But this morning, about to leave the garage on my way to work, what to my bloodshot eyes should appear?  A huge swarm of honeybees outside in the clear.  They soon coalesced on a tree branch about 20 feet too high for me to reach.  Nuts.  Lacking a very high ladder or a bucket truck, I was out of luck for reaching them.  The hive split, we still have a viable hive, but it’s smaller now.  We hoped to recover the swarm with their new queen but the only option open to us was a bait box sprayed with lemon grass scent in hopes of luring them in.  It didn’t work.  They hung onto the tree branch covering their queen protectively for about two hours while scouts searched everywhere for acceptable real estate.  Finding something they evidently liked, the swarm left en-masse, not to be seen again.

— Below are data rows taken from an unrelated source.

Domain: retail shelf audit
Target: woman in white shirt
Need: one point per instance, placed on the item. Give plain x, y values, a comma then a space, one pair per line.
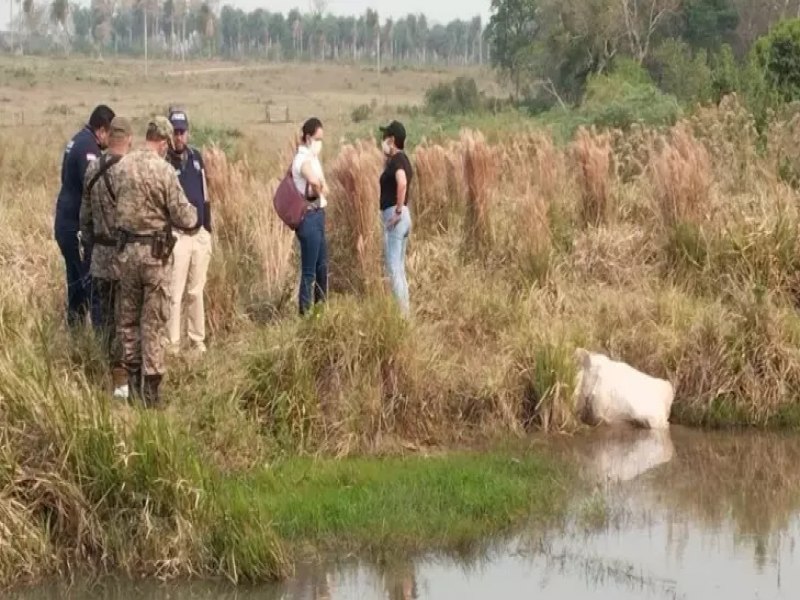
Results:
310, 182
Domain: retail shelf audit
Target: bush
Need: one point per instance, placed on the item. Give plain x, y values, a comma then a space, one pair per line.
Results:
778, 55
627, 96
681, 74
725, 76
361, 113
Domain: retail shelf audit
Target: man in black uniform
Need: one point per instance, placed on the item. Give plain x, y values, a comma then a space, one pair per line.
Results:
83, 149
192, 253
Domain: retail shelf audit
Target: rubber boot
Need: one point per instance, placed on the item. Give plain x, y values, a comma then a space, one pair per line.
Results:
152, 397
119, 381
134, 386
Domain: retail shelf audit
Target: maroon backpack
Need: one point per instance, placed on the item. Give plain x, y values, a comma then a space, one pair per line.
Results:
289, 203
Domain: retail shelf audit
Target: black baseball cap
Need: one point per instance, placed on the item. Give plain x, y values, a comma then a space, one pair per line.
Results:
179, 119
395, 129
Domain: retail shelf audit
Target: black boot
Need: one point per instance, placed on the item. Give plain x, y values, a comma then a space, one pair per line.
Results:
152, 398
134, 386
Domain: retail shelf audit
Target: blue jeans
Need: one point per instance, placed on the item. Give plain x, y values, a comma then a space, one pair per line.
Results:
80, 299
313, 260
395, 243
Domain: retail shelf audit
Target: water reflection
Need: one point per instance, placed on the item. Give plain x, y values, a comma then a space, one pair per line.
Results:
694, 515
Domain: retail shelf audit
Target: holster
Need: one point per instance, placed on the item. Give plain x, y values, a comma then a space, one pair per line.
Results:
163, 244
122, 240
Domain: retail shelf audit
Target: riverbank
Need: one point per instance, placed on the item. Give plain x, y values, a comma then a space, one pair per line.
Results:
645, 245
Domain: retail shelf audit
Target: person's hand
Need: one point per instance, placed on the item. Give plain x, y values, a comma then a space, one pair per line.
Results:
393, 221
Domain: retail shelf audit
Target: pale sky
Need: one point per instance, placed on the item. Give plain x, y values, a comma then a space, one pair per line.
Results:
436, 10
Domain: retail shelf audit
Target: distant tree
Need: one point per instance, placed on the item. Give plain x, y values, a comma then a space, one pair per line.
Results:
709, 23
778, 56
512, 31
643, 19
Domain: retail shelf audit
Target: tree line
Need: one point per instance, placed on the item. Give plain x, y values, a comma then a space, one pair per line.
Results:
185, 28
549, 49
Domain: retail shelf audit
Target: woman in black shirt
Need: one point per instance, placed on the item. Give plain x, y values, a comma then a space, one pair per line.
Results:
395, 180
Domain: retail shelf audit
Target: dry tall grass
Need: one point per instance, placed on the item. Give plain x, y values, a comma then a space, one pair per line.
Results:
254, 249
356, 243
480, 174
680, 172
710, 305
592, 155
436, 203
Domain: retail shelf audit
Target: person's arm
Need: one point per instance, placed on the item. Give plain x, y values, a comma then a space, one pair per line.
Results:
84, 156
86, 222
206, 199
182, 213
402, 188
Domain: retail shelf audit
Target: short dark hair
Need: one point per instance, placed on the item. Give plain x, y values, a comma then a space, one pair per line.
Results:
101, 118
311, 127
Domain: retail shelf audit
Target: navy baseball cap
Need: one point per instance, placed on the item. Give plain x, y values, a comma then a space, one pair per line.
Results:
179, 120
395, 129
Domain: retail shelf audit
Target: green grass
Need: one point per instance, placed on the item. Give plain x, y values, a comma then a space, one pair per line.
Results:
443, 502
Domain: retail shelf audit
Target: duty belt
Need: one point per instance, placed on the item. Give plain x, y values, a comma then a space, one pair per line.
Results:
103, 240
136, 238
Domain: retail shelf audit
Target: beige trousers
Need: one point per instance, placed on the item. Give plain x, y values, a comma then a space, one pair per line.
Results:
192, 255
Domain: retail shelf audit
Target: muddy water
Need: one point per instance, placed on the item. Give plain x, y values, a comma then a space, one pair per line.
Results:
683, 514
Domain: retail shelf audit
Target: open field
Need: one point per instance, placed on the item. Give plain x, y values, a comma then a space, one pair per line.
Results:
45, 93
675, 250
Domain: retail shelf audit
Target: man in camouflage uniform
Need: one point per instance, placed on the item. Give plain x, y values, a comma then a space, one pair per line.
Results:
150, 202
98, 234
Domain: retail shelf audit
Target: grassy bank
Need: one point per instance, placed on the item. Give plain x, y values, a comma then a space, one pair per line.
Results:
399, 504
674, 250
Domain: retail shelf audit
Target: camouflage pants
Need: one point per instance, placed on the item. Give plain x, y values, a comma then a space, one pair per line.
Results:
107, 292
144, 304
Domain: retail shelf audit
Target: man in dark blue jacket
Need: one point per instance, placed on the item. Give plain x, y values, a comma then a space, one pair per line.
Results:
192, 253
84, 148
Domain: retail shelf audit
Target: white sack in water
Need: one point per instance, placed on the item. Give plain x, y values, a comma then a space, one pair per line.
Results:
613, 392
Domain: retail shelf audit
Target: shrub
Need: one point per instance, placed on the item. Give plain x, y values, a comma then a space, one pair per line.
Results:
682, 74
778, 55
361, 113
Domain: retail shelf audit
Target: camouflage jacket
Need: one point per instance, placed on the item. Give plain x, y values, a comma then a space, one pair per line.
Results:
149, 195
98, 216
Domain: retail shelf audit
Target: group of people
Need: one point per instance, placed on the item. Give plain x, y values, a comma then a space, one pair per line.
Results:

I thought they weren’t suppose to swarm in the first year.  It’s just two days short of two months and half of them decided to leave.  My friend at work told me, when I called to let her know that I need a day off, that they were too well fed so they populated faster than usual.

I’m still trying to figure out why?  The queen excluder I put in between the second and the third super?  Would they leave if the queen was able to lay eggs on the third super?  Anyway, I’ve stopped feeding them now and am debating whether to harvest some honey from the third super since most of the frames are full.  I’ll decide when I make the next inspection in a week.

Hanging out on the Maple tree 20 feet above the hive.

There are far more bees now than when I purchased them, and this is only half of the population.